When considering the primary value propositions of Bitcoin, it is becoming increasingly common to compare gold’s monetary principles as a store of value to that of Bitcoin. Bitcoin, much like gold, is currently a market leader in its space, by a significant margin. For example, gold has a nearly 9 factor lead in market cap compared to that of silver…we can see a similar comparison between that of Bitcoin and ethereum (the top leaders in cryptocurrency by marketcap) where Bitcoin has a 4 factor lead in market cap compared to that of Ethereum.
This raises an important point to consider. Why is Gold the dominant precious metal compared to that of all other precious metals? The answer is quite simple, gold is the hardest to produce, remains relatively inelastic to fluctuations in supply and demand, and therefore, functions exceptionally, compared to that of all other precious metals, as a store of value. Other metals, are valued particularly by their industrial use case, utility, and speculation to a certain degree. But, largely, gold remains the market cap leader due to its superiority as a store of value over other metals.
It is easy to see the comparison here between the market cap leader in cryptocurrency and the market cap leader in precious metals. While the comparison isn’t necessarily one to one in it’s complexity, to the cryptocurrency newcomer, it could potentially look like Bitcoin is set to be outpaced by another, newer cryptocurrency by sheer utility alone. However, what this doesn’t take into account is the monetary protocol upon which Bitcoin is founded which has already established it as the most superior store of value in the cryptocurrency market.
Thus, should other tokens emerge which offer various forms of utility that may provide some value to the digital economy, their ability to function better than Bitcoin as a store of value is null. The phenomenon of Bitcoin’s creation, it’s lack of a central hierarchy/figure, its decentralized architecture, and its first mover advantage/brand identity simply gave it a head start over all other cryptocurrencies. When these factors are considered with its theoretically perfect hard, sound money monetary protocol, it cannot be beaten. For the first time digital scarcity can exist, thanks to the remarkable double spend conundrum finally being solved.
But the comparisons to the cryptocurrency market and precious metals doesn’t end there. Consider that during a bull market, silver (and in many cases other precious metals) rise more than gold…however during a bear market, silver falls much farther and faster than gold. This phenomenon is nearly identical to what has been observed in the cryptocurrency space during the previous bull and bear market cycles.
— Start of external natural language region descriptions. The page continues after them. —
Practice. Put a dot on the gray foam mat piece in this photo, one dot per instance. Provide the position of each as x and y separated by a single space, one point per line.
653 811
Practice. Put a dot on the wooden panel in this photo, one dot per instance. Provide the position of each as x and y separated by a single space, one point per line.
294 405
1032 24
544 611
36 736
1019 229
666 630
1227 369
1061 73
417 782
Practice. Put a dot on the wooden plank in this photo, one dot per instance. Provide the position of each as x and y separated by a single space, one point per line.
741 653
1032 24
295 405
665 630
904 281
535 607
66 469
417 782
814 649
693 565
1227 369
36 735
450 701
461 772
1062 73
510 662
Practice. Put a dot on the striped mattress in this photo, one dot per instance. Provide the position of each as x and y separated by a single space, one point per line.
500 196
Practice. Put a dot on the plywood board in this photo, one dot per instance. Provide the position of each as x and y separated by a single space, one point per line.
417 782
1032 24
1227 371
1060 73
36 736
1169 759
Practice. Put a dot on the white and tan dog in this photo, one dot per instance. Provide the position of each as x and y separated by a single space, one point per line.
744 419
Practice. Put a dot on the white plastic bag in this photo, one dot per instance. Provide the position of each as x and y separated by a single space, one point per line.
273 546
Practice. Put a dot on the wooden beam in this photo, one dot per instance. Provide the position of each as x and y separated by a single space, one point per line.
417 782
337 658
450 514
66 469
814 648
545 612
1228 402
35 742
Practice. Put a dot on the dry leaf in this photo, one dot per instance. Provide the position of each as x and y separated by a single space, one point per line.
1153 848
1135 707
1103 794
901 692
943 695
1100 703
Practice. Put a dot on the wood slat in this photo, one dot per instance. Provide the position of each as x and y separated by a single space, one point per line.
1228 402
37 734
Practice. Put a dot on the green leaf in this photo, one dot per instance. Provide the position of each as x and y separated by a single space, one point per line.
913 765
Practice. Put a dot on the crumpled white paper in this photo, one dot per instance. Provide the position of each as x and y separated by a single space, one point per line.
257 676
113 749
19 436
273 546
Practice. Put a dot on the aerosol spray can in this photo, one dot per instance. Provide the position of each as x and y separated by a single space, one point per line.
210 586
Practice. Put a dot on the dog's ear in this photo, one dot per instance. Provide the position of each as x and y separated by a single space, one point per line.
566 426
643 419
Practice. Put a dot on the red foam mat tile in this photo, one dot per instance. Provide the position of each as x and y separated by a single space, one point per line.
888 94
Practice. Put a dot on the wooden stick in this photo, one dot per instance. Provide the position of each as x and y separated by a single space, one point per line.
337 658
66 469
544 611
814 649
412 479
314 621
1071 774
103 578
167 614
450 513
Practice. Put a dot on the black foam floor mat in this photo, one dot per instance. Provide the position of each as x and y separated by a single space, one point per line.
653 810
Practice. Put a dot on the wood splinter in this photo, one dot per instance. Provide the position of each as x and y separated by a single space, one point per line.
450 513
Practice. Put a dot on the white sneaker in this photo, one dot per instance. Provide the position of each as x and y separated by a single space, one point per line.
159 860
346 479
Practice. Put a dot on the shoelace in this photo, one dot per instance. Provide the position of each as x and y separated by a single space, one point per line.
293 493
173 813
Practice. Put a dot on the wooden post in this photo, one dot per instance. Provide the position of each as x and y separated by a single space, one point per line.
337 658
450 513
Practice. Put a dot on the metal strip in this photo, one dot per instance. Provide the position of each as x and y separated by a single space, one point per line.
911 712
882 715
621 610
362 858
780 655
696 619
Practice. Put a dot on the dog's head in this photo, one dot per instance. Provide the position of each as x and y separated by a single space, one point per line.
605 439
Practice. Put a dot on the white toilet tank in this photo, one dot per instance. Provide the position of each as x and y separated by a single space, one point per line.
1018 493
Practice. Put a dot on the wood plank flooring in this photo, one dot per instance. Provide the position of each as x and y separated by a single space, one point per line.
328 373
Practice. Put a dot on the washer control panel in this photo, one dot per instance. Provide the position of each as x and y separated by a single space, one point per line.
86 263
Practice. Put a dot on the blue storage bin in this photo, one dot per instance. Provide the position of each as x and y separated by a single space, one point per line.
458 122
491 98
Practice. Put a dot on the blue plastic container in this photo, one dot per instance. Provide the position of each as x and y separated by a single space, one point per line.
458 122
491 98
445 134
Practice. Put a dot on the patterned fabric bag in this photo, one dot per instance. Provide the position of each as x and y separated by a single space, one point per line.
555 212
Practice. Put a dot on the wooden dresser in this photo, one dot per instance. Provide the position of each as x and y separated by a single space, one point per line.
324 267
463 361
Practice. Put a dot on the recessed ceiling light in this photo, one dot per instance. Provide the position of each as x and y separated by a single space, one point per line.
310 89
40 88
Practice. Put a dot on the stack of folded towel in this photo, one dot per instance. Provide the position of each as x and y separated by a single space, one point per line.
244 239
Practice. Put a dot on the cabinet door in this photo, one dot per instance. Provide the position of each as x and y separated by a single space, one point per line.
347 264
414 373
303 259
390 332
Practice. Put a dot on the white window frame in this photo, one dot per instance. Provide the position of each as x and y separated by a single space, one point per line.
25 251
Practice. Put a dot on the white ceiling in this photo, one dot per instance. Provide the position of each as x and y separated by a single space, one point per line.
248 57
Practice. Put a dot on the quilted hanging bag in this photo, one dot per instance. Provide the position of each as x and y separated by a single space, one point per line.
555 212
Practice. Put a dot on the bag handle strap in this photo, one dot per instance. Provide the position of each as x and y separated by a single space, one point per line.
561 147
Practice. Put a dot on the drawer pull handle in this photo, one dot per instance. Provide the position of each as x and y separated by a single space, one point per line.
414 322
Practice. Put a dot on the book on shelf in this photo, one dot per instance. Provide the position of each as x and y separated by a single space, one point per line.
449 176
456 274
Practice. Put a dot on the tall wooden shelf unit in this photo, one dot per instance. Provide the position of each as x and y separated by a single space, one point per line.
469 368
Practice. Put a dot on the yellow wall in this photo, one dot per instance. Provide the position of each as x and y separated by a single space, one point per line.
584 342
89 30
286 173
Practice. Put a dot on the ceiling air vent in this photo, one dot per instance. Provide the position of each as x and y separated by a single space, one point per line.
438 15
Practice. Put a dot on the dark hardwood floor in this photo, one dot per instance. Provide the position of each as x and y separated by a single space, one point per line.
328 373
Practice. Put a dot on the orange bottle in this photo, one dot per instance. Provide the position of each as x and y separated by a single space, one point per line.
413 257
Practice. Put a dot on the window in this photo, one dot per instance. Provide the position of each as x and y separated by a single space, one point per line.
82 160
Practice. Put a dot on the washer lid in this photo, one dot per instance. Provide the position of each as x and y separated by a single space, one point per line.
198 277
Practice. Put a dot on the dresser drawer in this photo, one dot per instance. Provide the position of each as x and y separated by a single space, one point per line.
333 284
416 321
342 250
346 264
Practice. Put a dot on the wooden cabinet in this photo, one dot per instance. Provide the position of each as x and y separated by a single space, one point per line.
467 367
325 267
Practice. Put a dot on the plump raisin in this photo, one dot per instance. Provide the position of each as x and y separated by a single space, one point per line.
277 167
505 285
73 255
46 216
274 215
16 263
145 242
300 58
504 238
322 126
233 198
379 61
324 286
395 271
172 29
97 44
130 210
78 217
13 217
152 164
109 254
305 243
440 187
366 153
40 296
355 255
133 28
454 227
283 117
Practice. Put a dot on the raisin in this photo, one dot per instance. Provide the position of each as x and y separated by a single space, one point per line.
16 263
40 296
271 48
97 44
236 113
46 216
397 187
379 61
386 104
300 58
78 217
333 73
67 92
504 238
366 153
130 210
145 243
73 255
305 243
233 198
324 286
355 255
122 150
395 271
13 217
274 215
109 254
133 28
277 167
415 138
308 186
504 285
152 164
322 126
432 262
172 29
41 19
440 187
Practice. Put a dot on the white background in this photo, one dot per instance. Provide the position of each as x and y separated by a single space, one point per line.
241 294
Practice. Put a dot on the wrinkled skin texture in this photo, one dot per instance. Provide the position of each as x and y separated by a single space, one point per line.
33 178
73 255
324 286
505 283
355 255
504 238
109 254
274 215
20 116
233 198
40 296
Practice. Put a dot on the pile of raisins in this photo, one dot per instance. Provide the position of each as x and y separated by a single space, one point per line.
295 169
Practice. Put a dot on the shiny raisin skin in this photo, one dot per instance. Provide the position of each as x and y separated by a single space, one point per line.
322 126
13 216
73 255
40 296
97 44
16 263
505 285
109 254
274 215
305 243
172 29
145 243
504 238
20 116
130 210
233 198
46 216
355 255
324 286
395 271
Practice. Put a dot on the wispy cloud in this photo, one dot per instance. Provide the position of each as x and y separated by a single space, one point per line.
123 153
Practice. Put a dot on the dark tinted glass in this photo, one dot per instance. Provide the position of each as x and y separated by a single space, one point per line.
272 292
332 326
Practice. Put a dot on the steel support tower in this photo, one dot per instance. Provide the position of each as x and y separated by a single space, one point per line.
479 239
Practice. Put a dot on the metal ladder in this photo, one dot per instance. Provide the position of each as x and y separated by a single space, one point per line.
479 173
However, what we have yet to see on a long timeline, is the deflationary effects of Bitcoin’s monetary protocol and the effects it will render upon the market demand for Bitcoin. Gold, regardless of how hard it is as a store of value or how inelastic it is to fluctuation in supply and demand, is still, technically inflationary. Bitcoin, will one day be a deflationary asset, and while we are still a few halvings away from Bitcoin being less inflationary than even the USD…on a long enough timeline, Bitcoin will become a deflationary asset. In fact, it could be argued that Bitcoin will be the most scarce asset ever, because of its artificially induced scarcity. This means that regardless of the utility offered or discovered by extraneous cryptocurrencies (similar to that of precious metals) it is almost entirely impossible to expect Bitcoin to lose its market dominance as the primary cryptocurrency store of value. It is also important not to forget the value of Bitcoin’s transnational network in terms of the Lindy effects and Network effect.
Much like that of precious metals, altcoins have the potential to outperform the market leader (gold) in the next bull market…but with that increased volatility also comes the potential to far under-perform the market leader in the next bear market, as has already been witnessed by the -90% retracements seen in the cryptocurrency market in 2018. Unlike precious metals, however, crypto is an entirely newly emerging asset class and the volatility cannot be expected to go away, particularly due to the lack of perceived intrinsic value of the underlying asset compared to that of a physical metal used in an established industrial process…many of the applications built around proprietary cryptocurrencies have yet to be established.